Charlestown Square represents every soul-sucking facet of modern suburban life and concentrates it into one big fluorescent-lit, muzac-saturated, fake, sour, pushy, trashy, consumer-infested hell-box. All I wanted was one t-shirt without advertising on the front and instead I came out empty-handed and hoping never to see another 70s-style pus-green girly top ever again. New list for why Antarctica will be great: (1) no bored, sneering teenagers pushing prams, (2) no endless parade of summer-fashion lemmings, (3) no 80s 'classic hits' on incessant repeat, specially selected to make you buy more stuff, (4) no storey-high signs saying "Paul Frank is Your Friend", (5) no robotic aquiescence to advertising propaganda, and (6) no eternal spiralling through carparks as a kind of tired, pre-shop, ritual squaredance.

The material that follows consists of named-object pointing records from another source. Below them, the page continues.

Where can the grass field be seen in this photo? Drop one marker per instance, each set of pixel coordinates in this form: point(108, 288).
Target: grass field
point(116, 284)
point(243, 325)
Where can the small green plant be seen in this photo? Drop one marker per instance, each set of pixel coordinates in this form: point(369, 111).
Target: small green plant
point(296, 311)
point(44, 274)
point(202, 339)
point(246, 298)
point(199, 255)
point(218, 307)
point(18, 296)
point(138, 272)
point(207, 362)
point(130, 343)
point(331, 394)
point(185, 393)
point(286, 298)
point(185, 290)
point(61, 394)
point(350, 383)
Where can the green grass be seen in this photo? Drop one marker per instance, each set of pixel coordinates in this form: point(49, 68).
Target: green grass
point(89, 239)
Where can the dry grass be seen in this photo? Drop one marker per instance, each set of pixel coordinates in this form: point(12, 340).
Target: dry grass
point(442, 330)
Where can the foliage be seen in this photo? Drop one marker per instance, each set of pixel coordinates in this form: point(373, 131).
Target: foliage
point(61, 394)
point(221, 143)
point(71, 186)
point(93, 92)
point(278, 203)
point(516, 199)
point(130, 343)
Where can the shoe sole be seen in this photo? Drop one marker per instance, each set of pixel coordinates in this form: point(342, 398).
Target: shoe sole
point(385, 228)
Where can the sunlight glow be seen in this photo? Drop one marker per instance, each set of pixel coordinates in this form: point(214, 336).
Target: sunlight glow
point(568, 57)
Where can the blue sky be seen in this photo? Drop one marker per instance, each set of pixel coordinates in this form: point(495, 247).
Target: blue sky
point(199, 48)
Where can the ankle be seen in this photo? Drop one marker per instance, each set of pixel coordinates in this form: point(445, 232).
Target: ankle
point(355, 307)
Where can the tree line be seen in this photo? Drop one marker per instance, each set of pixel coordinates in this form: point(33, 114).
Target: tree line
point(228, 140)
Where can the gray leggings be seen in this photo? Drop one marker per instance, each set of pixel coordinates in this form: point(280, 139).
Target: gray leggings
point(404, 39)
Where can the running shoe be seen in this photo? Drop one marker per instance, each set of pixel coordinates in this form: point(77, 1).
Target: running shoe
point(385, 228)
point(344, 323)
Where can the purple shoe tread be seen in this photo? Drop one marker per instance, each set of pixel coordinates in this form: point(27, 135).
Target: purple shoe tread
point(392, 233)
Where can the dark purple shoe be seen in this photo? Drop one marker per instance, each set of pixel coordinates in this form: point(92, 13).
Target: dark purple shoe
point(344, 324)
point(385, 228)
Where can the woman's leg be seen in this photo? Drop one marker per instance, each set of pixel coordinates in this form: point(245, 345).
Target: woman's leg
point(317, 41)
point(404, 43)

I find recently that I'm often composing future journal entries in my head, like this:
Returning to Hobart, I step off the ship and am overwhelmed by an ugliness that I somehow was blind to before. I notice the unbearable mess of telegraph wires, of street signs cluttering the field of view like litter, of cars everywhere, glinting, grunting, belching. I cannot believe there is so much traffic. The thought strikes me that there are people living in this city that have no-one looking out for them, and it fills me with a sense of intense emptiness, like the city is a husk, full of nothing but the sour-smelling shadows between the high-rises. The humidity leaves my skin sticky and I can't get away from the feeling of being dirty and opressed. The light is filtered through dust and the sky has a brown tinge. The stench of people and cars clogs my nose. I cannot see the horizon. There are so many plants - nowhere is devoid of them: weeds poke up through cracks in the pavement, ivy tendrils hook into brickwork like parasites, the air crawls with insects - life seems like a plague that has infested the landscape, spreading its seeds like a virus, polluting what should be pristine and open.
and this:
The only person who will understand what it was like when the ship pulled away from the wharf is the person for whom take-off is the most profound, intense part of any plane trip. If they understand the choking exhilaration of feeling the craft shake with the forces that will take them, unfathomably, into the vast blue void and into unknown territory; if they cannot look at the turn of an aileron without being struck dumb in some silent exultation of the technology that works this stomach-leadening magic; if the sense of everything familiar and normal and mundane drops away with the plummetting scenery - then they will understand what I mean when I say the departure from the wharf was as profound and paradigm-altering as a takeoff, spread over much longer and with infinitely more intertia and finality.
and this:
I left the ship and stepped into scenery which, until then, had had no more depth than a photograph. My feet touched the ground gingerly, testing it. And then when I looked up from my familiar, scuffed boots across the ice, my system arced with sudden adrenaline. Here were my own feet - my own body - on the ice, and in front of me was nothing but ice, and behind me was two weeks of empty, frigid, ink-black ocean, and overhead a cold, thin sky. For the first time I felt the desolation, powerfully, like a punch to the chest. Antarctica surrounded me like a taut muscle, like a god with me in its fist, ready to crush me at a whim. It was exhilerating.
The closer I get to departure, the more, imperceptibly, I am detatching myself from my home. I feel I am already starting to see things through Antarctic eyes.
Of course this is not true. I have no idea what is in store for me, and whatever does happen will be completely different from what I imagine. That is why I continue to post my fanciful, over-imaginative daydreams.